The cover image at the top of this page represents a moment in my personal history with AI generated art. After a couple of years using DALL-E, I became quite good at writing prompts to mix seemingly disparate art styles to create a compelling fusion style. I was accessing DALL-E 3 via Bing Image Creator, which limited the user prompt to 400 characters. I came up with a specific combination of art terms to consistently create this type of image, including "ukiyo-e" (Japanese woodblock print), "Gustav Klimt" (early 20th century artist associated with Art Nouveau and Symbolism), and "Noir style lighting". AI would interpret my rather cryptic prompt and combine characteristics from a variety of art styles in the best possible way. I produced a few dozen images in this style over several months. Then, a significant model change happened, drastically changing the way AI create the fusion of the art styles. I tried to modify my prompt but the new model's interpretation of the fusion style was so different that I couldn't reproduce the same effect.

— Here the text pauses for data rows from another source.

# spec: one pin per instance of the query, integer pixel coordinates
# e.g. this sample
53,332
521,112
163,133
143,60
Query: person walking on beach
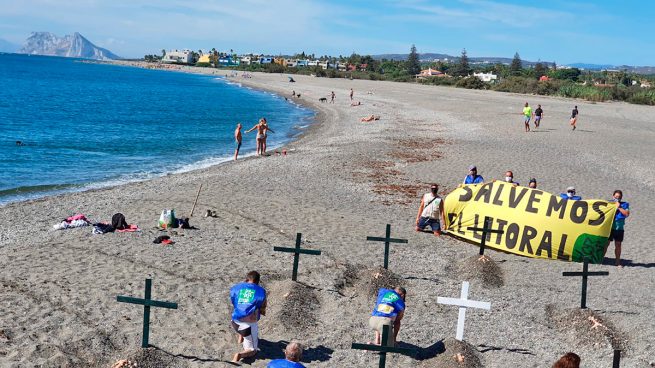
527,115
574,117
262,129
473,177
538,115
249,302
292,356
570,194
389,311
237,141
616,235
430,211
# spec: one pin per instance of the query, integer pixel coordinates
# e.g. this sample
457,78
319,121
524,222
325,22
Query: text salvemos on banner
534,223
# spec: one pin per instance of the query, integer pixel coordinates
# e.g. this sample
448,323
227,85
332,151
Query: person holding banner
616,235
570,194
473,177
430,212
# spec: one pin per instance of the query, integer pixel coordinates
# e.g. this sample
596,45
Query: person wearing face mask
616,235
430,212
533,183
570,194
473,177
509,178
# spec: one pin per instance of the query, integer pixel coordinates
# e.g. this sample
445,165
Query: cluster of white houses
188,57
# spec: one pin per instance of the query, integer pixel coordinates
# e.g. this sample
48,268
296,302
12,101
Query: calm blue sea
90,125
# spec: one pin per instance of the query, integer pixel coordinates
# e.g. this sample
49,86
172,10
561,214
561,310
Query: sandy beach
341,181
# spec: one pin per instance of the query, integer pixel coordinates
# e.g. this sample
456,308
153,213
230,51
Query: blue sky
601,32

The image gallery (right, bottom) represents a range of styles and techniques I worked on during those months: prints, photography, oil painting, anime and claymation, Japanese art, etc. Click on an image to open up the description of how each image is created.


Collaborative Creativity
There has been a heated debate over whether AI-generated images can be considered "art." In early days (say, up to 2023), the predominant assumption was that AI-generated images were simply the replication of learned visual patterns by AI without a hint of creativity, whether artificial or human. Many artists and creators spoke up against the infringement upon their rights, as these AI models were trained largely with unlicensed visual data with no compensation to human creators.
The latter question is being worked out in the legal system as we speak, and some entities (like Adobe) have been moving toward licensed data to train their AI models. The "art" question, on the other hand, is worked out in the creative process itself, as an increasing number of artists and creators, who are integrating generative AI as part of their creative work and finding new ways of creating art.
From my hobbyist's perspective, with little prior knowledge or training in creative arts, generative AI offers an unprecedented opportunity for creative expression, especially for those who were previously excluded from creative outlets for social, economic, educational, and/or medical reasons. Having this new avenue for creative expression has - literally - changed my life.
AI image generation is an iterative process, in which I revise my prompts multiple times, see what image comes back, and tweak them again. I study art styles and techniques of past masters, seek insights from modern visual arts, and take inspirations from cultural traditions around the world, in much the same way any artists and creators would. Outcomes of this process is often unexpected and surprising - not just me, not just AI, but something interstitial, that which emerges from the interaction. It is this novel experience of creativity that keeps me excited about AI-generated art.